The sixth event: Phere, aka wedding ceremony, followed by the reception. The bride arrived and the couple was seated around a ceremonial fire with the priest and their family members. This was the actual wedding ceremony where they made vows to each other and are married. To make it official, they walked around the fire 7 times to demonstrate their vows. This is a holy and very special ceremony that bonds the couple for life. The bride was given her wedding necklace, toe rings, anklets and other marriage symbols and we celebrated with confetti poppers! The kids kept an eye on the groom's shoes and once they came off, they were fair game. They hid them from him and he had to pay to get them back (another fun tradition). The bride's side gave gifts to the newlyweds and then the reception started. Hundreds of people came to congratulate the families and share in the excitement. We had a delicious meal and there were lots of people to chat with. The newlyweds sat up front on a stage and guests came up to greet and congratulate them.
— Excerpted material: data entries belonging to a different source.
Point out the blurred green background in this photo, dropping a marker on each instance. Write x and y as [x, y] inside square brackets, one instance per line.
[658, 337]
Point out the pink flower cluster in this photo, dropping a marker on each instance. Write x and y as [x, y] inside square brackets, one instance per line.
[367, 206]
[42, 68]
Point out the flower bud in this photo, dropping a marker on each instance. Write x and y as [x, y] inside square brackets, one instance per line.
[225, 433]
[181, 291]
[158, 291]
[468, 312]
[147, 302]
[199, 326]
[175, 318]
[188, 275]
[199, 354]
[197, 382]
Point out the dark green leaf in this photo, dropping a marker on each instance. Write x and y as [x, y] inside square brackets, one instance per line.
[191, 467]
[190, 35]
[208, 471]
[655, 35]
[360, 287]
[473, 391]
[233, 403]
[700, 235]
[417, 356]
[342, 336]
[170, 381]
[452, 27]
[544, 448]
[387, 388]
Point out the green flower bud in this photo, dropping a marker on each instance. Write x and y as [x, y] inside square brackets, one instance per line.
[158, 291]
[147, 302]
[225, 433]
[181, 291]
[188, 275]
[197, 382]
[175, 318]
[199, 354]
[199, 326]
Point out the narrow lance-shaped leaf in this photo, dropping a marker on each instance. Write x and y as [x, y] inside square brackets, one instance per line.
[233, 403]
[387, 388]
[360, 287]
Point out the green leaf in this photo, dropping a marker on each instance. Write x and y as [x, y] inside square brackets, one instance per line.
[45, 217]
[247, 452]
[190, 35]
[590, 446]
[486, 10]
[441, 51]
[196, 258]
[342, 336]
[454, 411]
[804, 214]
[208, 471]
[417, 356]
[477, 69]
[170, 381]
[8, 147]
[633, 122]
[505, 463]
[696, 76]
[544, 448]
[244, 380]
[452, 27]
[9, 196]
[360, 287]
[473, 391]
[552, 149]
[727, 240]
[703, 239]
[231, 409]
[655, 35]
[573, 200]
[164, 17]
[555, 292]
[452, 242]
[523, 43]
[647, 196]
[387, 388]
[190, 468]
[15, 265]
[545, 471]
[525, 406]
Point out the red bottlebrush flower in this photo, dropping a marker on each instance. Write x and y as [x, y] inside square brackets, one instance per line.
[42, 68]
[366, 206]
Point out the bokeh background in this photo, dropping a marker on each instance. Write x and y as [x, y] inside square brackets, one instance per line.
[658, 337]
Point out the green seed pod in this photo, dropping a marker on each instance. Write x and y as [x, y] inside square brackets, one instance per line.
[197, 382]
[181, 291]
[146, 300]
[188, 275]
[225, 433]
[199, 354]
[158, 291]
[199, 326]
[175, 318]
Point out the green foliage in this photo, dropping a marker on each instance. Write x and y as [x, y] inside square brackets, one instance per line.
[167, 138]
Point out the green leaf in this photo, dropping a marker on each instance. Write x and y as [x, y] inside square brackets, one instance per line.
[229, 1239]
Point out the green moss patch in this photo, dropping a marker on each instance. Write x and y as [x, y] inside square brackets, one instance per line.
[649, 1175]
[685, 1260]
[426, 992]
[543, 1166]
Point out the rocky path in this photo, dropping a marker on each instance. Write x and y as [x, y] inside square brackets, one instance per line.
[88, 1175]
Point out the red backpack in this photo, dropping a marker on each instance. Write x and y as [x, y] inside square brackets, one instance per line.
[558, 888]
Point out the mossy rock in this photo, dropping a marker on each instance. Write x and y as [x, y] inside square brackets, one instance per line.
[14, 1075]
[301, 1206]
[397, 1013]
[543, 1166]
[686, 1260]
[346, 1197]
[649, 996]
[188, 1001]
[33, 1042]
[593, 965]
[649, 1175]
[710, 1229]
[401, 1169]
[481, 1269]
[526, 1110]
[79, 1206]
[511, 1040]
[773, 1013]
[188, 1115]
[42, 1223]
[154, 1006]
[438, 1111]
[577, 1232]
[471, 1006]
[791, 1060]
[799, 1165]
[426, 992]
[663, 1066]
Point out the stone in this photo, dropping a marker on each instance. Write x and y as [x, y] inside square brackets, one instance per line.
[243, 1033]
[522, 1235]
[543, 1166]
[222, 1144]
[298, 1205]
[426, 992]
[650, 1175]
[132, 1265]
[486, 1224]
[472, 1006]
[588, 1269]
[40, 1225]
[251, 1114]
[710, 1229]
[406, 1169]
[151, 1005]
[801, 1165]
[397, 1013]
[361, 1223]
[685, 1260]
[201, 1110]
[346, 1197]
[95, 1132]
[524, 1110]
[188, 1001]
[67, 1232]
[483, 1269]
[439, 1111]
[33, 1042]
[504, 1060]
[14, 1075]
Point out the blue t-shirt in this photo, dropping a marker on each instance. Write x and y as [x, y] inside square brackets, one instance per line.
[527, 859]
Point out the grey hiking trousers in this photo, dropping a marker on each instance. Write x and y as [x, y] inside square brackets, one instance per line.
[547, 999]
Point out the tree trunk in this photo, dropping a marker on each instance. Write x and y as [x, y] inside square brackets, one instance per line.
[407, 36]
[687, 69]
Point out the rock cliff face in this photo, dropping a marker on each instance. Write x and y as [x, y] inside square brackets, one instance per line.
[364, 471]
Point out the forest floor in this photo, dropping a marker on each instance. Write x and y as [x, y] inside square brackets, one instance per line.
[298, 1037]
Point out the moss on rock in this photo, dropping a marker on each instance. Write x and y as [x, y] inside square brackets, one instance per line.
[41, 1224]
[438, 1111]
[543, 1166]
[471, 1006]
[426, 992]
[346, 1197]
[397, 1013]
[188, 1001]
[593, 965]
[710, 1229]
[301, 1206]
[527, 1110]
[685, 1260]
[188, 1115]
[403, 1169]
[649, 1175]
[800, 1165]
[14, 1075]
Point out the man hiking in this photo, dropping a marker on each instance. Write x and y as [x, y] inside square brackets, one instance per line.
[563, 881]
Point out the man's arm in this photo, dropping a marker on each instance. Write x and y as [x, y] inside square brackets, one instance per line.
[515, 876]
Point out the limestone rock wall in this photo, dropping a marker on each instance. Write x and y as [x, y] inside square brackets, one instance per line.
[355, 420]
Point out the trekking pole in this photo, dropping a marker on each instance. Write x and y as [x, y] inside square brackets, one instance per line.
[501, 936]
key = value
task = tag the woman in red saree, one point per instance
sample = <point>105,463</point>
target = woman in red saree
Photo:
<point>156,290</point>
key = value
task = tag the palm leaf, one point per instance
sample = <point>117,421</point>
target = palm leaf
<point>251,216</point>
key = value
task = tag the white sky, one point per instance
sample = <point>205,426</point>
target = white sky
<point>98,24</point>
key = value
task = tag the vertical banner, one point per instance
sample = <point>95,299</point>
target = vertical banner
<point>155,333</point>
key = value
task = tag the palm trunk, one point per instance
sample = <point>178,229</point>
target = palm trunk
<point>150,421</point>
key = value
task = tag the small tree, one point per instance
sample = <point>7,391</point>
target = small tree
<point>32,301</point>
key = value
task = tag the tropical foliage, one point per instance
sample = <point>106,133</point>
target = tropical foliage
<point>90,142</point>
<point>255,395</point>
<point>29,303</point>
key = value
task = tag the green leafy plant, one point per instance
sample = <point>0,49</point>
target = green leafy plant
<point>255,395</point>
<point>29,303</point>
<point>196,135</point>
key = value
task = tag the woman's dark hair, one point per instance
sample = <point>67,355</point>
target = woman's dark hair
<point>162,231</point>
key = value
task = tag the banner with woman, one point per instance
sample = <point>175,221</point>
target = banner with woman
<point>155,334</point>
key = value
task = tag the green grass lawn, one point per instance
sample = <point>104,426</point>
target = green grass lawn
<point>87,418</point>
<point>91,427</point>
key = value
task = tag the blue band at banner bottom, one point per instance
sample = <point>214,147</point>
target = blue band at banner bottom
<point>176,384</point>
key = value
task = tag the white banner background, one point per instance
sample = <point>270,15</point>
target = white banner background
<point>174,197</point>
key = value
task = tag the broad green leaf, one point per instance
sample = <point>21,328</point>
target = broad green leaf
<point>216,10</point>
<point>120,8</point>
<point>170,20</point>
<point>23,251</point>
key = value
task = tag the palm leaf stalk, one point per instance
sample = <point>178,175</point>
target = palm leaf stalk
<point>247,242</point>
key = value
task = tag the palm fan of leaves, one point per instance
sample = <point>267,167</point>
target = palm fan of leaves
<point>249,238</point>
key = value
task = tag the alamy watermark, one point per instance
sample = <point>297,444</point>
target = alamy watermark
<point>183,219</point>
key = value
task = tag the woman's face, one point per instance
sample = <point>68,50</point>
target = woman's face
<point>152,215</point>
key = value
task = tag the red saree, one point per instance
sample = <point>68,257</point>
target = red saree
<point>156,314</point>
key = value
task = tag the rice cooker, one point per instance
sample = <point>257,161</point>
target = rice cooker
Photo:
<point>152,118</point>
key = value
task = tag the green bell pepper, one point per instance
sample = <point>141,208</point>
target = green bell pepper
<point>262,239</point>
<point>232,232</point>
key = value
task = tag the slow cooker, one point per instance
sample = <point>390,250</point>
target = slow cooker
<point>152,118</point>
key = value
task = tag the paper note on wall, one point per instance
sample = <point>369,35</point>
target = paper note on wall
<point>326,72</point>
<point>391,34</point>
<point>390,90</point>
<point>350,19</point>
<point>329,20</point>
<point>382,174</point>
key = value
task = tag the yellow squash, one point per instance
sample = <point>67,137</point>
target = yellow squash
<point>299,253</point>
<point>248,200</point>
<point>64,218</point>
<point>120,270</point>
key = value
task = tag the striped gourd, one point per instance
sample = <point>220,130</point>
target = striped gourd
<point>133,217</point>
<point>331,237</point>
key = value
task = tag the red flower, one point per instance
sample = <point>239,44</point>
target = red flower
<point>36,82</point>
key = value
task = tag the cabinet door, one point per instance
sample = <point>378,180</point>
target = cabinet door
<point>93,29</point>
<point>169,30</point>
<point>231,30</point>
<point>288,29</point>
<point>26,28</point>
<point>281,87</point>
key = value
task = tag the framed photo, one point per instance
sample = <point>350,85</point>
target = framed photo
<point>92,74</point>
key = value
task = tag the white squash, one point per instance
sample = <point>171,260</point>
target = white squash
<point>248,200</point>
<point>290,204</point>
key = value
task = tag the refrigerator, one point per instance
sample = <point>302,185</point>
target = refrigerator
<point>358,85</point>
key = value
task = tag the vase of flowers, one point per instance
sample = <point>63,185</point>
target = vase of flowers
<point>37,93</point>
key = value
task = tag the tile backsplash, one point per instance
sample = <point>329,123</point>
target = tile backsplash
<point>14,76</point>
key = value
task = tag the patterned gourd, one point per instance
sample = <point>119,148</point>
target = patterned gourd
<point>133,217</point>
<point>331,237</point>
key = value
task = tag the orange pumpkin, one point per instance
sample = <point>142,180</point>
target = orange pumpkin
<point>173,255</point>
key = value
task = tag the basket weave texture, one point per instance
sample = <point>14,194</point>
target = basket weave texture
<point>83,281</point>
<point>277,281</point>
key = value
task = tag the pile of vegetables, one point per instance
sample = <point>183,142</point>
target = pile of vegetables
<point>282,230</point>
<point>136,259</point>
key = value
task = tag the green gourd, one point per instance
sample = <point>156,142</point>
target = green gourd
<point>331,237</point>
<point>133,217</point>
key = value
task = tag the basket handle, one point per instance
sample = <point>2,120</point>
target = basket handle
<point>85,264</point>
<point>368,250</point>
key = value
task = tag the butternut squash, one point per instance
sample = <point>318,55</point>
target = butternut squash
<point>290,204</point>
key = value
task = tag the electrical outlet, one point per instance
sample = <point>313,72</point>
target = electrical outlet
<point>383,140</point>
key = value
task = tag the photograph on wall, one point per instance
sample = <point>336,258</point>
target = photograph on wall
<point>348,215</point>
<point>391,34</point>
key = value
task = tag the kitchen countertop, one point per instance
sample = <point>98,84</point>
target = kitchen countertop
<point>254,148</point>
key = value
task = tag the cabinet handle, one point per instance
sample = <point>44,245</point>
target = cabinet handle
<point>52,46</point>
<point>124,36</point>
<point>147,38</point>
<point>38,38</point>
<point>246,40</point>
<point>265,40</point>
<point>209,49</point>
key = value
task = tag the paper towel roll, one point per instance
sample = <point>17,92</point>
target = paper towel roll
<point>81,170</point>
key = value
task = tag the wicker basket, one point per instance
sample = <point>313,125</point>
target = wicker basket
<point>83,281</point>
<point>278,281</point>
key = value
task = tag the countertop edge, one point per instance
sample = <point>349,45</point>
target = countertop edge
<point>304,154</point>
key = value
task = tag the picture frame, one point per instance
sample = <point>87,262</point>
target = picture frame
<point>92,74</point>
We rushed home to prepare for the next ritual which had to take place before midnight. The newlyweds were welcomed to their new home and new lives together after the wedding. This was the first time the bride stepped foot in her new home. There were a lot of rituals that were going on, but my favorite was when Jyoti and her sister wouldn't let the newlyweds get past them without paying up. There are lots of fun games and traditions that everyone looks forward to playing when it's their turn.
Wednesday
The next morning, close family members came over to watch the newlyweds play some ice breaker games. They played an assortment of games but my favorite was when they hid a ring in turmeric water and the newlyweds played to see who could find it first. They say whoever finds the ring first, rules the house! And the bride found the ring first. Good luck newlyweds and many congratulations!
Bye for now!
Elizabeth
I loved reading this! Thanks for sharing all of the details!
Awesome! What a blessing to be a part of that. Im positive it strengthened already strong relationships as well!
-CW
Thanks so much for sharing…so very interesting!
This was so interesting. Thanks for sharing!